Просто удивительно, что несколько раз его всё же напечатали — в тех самых малотиражных сборничках «начинающих». Но странное он всякий раз испытывал чувство, глядя на свое оттиснутое типографским шрифтом детище, словно отчужденное теперь от него и даже просто — чужое, до того трудно узнавался текст, искореженный редакторской правкой. Строчки и периоды прозы, такие ломкие, которые он бережно подгонял друг к другу, пытаясь добиться мелодии, кривлялись хаосом раздробленных осколков. Он заставлял себя прочитывать всё до конца, точно выполнял неприятную, но обязательную работу. Потом убирал в тот же ящик письменного стола, где лежала папка с отказами...

Он повернулся, зашагал назад вдоль стеклянной стены и неожиданно, — как всегда при встречах с ней, неожиданно, — увидел Алю.
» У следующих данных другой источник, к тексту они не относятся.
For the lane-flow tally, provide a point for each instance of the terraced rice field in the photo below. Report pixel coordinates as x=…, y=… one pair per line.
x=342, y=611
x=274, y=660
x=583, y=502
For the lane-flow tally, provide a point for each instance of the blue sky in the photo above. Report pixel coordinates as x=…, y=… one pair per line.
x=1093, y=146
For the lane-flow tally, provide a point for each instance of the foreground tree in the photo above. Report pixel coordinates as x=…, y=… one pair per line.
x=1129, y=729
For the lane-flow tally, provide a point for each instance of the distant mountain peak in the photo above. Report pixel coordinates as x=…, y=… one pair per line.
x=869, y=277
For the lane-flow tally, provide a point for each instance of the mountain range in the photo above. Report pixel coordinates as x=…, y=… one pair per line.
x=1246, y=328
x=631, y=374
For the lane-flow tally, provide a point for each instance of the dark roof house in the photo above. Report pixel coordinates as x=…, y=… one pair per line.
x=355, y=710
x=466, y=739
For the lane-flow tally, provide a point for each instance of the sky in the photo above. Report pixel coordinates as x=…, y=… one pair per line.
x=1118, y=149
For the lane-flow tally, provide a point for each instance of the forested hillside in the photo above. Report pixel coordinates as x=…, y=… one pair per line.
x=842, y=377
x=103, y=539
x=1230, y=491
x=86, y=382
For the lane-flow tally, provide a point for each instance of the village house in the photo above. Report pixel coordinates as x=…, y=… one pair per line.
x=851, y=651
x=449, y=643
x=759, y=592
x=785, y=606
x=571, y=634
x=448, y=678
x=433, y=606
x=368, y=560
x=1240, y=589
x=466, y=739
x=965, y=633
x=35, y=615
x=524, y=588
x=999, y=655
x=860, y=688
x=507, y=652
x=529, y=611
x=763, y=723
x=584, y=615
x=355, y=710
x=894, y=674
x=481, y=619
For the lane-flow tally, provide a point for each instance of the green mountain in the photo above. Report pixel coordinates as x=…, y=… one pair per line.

Она пробиралась сквозь толпу, тоненькая, похожая на мальчика в джинсах и курточке, с коротко остриженной темноволосой головкой. Оглядывалась, отыскивая его, и когда нашла, в темных блестящих ее глазах, на всем детском личике мгновенно отразилась не радость, а почти враждебность.

Так было всегда перед расставанием. Так иногда бывало и в самые нежные минуты их любви, когда Аля, запрокинутая, стонущая, задыхающаяся от его ласк, вдруг открывала глаза, всматривалась ему в зрачки и с неожиданной ненавистью начинала отталкивать его, бить, бить — по лицу, по плечам: «Будь ты проклят!» Он сжимал ее плечи, ловил губами рот, чтобы заставить замолчать, а она металась на подушке с полными слез глазами и кричала: «Будь проклят! Не можешь забыться, так хоть притворись, притворись!..»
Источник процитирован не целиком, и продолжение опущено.